# Project: Data Warehouse
Samuel Botter Martins

## Set up AWS resources

This jupyter notebook aims to setup _all AWS resources_ for the project. This includes creating:
- an IAM role and assigned to my IAM user
- creating a Redshift cluster with a default database
- testing the connection accessing the database

I followed almost the same steps as in Exercise 2 on _Infrastructure as Code_ but with some adaptations.

In [None]:
import pandas as pd
import configparser
import boto3
import json

## Before we start
First, I followed the same steps as in the Exercise of IaC and created a new IAM user in my AWS account with _AdministrationAccess_. <br/>
I then used my _security credentials (access keys)_ to follow this project.

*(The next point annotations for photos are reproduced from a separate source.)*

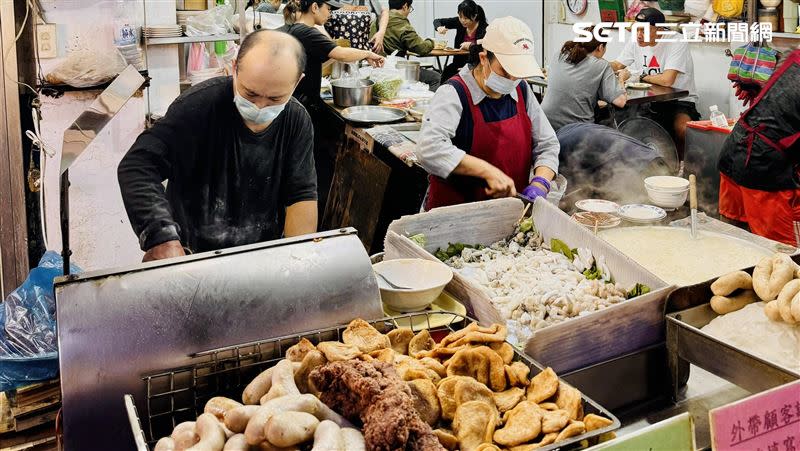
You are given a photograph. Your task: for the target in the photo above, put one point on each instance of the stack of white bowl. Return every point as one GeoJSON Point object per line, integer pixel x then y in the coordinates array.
{"type": "Point", "coordinates": [667, 191]}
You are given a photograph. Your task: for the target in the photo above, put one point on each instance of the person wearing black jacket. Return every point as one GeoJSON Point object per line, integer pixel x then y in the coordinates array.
{"type": "Point", "coordinates": [238, 154]}
{"type": "Point", "coordinates": [470, 25]}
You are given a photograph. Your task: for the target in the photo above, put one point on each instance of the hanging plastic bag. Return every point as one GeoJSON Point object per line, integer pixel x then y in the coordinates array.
{"type": "Point", "coordinates": [214, 21]}
{"type": "Point", "coordinates": [84, 67]}
{"type": "Point", "coordinates": [28, 340]}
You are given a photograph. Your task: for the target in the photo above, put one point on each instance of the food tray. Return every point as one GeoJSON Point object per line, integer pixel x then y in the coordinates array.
{"type": "Point", "coordinates": [688, 310]}
{"type": "Point", "coordinates": [179, 394]}
{"type": "Point", "coordinates": [567, 346]}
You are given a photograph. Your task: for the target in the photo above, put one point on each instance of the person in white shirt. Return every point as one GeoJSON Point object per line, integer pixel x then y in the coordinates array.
{"type": "Point", "coordinates": [664, 63]}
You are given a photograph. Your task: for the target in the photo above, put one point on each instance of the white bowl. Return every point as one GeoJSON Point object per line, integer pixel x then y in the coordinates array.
{"type": "Point", "coordinates": [667, 200]}
{"type": "Point", "coordinates": [426, 278]}
{"type": "Point", "coordinates": [666, 183]}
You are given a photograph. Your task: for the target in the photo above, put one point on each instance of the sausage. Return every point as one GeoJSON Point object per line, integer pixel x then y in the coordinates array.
{"type": "Point", "coordinates": [729, 283]}
{"type": "Point", "coordinates": [722, 305]}
{"type": "Point", "coordinates": [327, 437]}
{"type": "Point", "coordinates": [185, 435]}
{"type": "Point", "coordinates": [218, 405]}
{"type": "Point", "coordinates": [236, 443]}
{"type": "Point", "coordinates": [165, 444]}
{"type": "Point", "coordinates": [785, 297]}
{"type": "Point", "coordinates": [291, 428]}
{"type": "Point", "coordinates": [236, 419]}
{"type": "Point", "coordinates": [212, 437]}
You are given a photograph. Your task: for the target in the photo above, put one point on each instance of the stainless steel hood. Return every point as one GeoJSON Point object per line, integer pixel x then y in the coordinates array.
{"type": "Point", "coordinates": [114, 327]}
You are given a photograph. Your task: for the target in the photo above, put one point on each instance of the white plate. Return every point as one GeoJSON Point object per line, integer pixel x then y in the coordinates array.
{"type": "Point", "coordinates": [641, 213]}
{"type": "Point", "coordinates": [597, 205]}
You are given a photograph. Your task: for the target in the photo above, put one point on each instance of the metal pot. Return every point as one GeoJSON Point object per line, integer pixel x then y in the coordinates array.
{"type": "Point", "coordinates": [409, 69]}
{"type": "Point", "coordinates": [343, 70]}
{"type": "Point", "coordinates": [351, 92]}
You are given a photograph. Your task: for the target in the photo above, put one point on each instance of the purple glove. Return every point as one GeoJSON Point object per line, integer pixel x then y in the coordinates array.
{"type": "Point", "coordinates": [533, 191]}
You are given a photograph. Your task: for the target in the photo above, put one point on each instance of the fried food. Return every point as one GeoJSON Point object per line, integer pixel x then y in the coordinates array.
{"type": "Point", "coordinates": [480, 363]}
{"type": "Point", "coordinates": [468, 389]}
{"type": "Point", "coordinates": [312, 360]}
{"type": "Point", "coordinates": [474, 424]}
{"type": "Point", "coordinates": [554, 420]}
{"type": "Point", "coordinates": [543, 386]}
{"type": "Point", "coordinates": [373, 393]}
{"type": "Point", "coordinates": [425, 400]}
{"type": "Point", "coordinates": [366, 338]}
{"type": "Point", "coordinates": [523, 424]}
{"type": "Point", "coordinates": [473, 333]}
{"type": "Point", "coordinates": [574, 428]}
{"type": "Point", "coordinates": [593, 422]}
{"type": "Point", "coordinates": [384, 355]}
{"type": "Point", "coordinates": [569, 398]}
{"type": "Point", "coordinates": [446, 438]}
{"type": "Point", "coordinates": [504, 350]}
{"type": "Point", "coordinates": [446, 392]}
{"type": "Point", "coordinates": [420, 343]}
{"type": "Point", "coordinates": [335, 351]}
{"type": "Point", "coordinates": [507, 400]}
{"type": "Point", "coordinates": [399, 339]}
{"type": "Point", "coordinates": [517, 374]}
{"type": "Point", "coordinates": [297, 352]}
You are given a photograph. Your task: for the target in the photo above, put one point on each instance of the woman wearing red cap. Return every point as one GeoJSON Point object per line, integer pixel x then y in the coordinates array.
{"type": "Point", "coordinates": [484, 132]}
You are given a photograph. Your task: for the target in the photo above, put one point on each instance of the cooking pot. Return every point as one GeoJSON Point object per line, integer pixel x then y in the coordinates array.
{"type": "Point", "coordinates": [409, 69]}
{"type": "Point", "coordinates": [351, 92]}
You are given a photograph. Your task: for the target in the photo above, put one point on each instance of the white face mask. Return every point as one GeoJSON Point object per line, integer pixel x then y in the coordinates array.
{"type": "Point", "coordinates": [500, 85]}
{"type": "Point", "coordinates": [251, 113]}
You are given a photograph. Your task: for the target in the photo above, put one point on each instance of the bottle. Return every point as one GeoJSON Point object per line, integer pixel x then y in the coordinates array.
{"type": "Point", "coordinates": [718, 118]}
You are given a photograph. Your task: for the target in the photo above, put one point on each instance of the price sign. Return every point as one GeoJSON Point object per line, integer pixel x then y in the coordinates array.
{"type": "Point", "coordinates": [768, 421]}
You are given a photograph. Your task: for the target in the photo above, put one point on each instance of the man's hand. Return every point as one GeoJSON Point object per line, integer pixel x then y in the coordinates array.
{"type": "Point", "coordinates": [161, 251]}
{"type": "Point", "coordinates": [377, 42]}
{"type": "Point", "coordinates": [500, 185]}
{"type": "Point", "coordinates": [375, 60]}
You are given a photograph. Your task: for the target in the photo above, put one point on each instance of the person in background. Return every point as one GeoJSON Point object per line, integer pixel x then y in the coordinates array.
{"type": "Point", "coordinates": [594, 157]}
{"type": "Point", "coordinates": [403, 38]}
{"type": "Point", "coordinates": [470, 25]}
{"type": "Point", "coordinates": [665, 64]}
{"type": "Point", "coordinates": [318, 49]}
{"type": "Point", "coordinates": [238, 156]}
{"type": "Point", "coordinates": [380, 19]}
{"type": "Point", "coordinates": [484, 130]}
{"type": "Point", "coordinates": [759, 173]}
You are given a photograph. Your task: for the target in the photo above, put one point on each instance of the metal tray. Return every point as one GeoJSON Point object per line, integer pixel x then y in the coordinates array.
{"type": "Point", "coordinates": [369, 114]}
{"type": "Point", "coordinates": [179, 394]}
{"type": "Point", "coordinates": [688, 310]}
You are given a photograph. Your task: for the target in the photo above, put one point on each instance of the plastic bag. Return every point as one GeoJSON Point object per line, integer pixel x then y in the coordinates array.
{"type": "Point", "coordinates": [214, 21]}
{"type": "Point", "coordinates": [84, 67]}
{"type": "Point", "coordinates": [28, 340]}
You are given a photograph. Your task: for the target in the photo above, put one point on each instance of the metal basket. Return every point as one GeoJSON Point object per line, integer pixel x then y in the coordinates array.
{"type": "Point", "coordinates": [179, 394]}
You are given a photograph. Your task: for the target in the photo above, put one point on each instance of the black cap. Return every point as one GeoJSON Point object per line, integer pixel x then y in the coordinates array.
{"type": "Point", "coordinates": [652, 16]}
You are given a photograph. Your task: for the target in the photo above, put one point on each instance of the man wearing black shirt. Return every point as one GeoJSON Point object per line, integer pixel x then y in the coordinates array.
{"type": "Point", "coordinates": [238, 155]}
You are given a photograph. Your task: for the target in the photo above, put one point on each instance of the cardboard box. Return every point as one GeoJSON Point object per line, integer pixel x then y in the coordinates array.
{"type": "Point", "coordinates": [577, 343]}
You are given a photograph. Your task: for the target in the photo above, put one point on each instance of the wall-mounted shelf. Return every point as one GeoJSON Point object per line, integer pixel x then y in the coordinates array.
{"type": "Point", "coordinates": [190, 39]}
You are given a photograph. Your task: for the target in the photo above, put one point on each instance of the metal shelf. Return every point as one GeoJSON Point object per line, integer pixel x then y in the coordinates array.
{"type": "Point", "coordinates": [190, 39]}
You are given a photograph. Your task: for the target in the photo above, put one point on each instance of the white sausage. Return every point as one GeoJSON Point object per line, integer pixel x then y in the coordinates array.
{"type": "Point", "coordinates": [212, 437]}
{"type": "Point", "coordinates": [165, 444]}
{"type": "Point", "coordinates": [327, 437]}
{"type": "Point", "coordinates": [185, 435]}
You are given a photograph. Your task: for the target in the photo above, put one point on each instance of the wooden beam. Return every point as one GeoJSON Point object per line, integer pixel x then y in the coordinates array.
{"type": "Point", "coordinates": [13, 223]}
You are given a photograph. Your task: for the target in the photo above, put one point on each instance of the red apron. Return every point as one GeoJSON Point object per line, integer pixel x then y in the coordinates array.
{"type": "Point", "coordinates": [505, 144]}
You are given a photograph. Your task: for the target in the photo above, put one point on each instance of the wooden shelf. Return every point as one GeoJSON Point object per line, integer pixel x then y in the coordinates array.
{"type": "Point", "coordinates": [190, 39]}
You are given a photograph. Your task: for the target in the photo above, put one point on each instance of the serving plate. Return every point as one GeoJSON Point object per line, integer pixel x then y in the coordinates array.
{"type": "Point", "coordinates": [369, 114]}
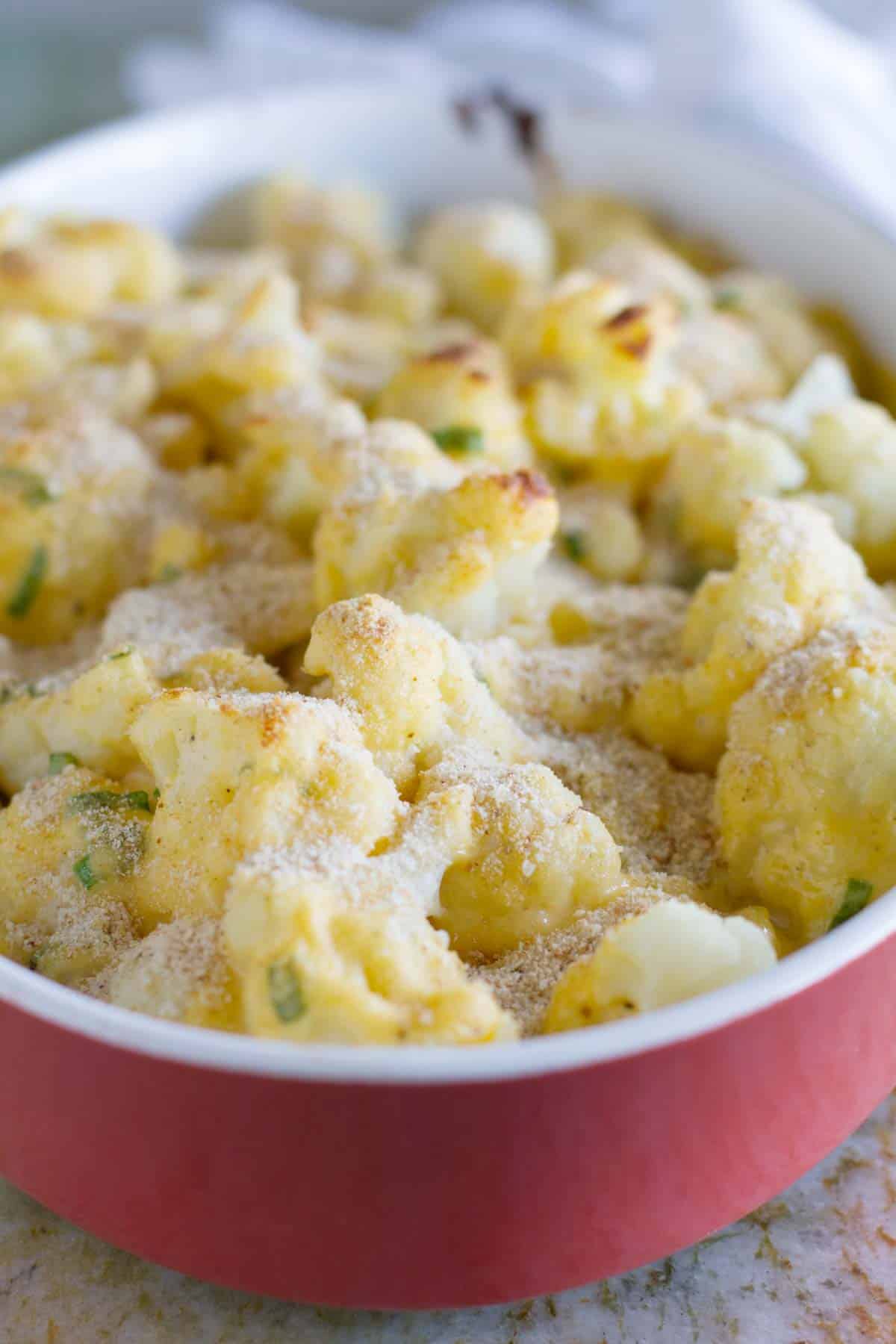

## 1. Load DWH Parameters from a configuration file
My AWS configuration is placed in the `dwh.cfg` file. For security reasons, I have just provided a template of this file called `dwh_template.cfg`..

In [None]:
config = configparser.ConfigParser()
config.read_file(open('dwh.cfg'))

# AWS
KEY = config.get('AWS', 'KEY')
SECRET = config.get('AWS', 'SECRET')
REGION = config.get('AWS', 'REGION')

# IAM
IAM_ROLE_NAME = config.get('IAM', 'ROLE_NAME')

# DWS
DWH_CLUSTER_TYPE = config.get('DWH', 'DWH_CLUSTER_TYPE')
DWH_NUM_NODES = config.get('DWH', 'DWH_NUM_NODES')
DWH_NODE_TYPE = config.get('DWH', 'DWH_NODE_TYPE')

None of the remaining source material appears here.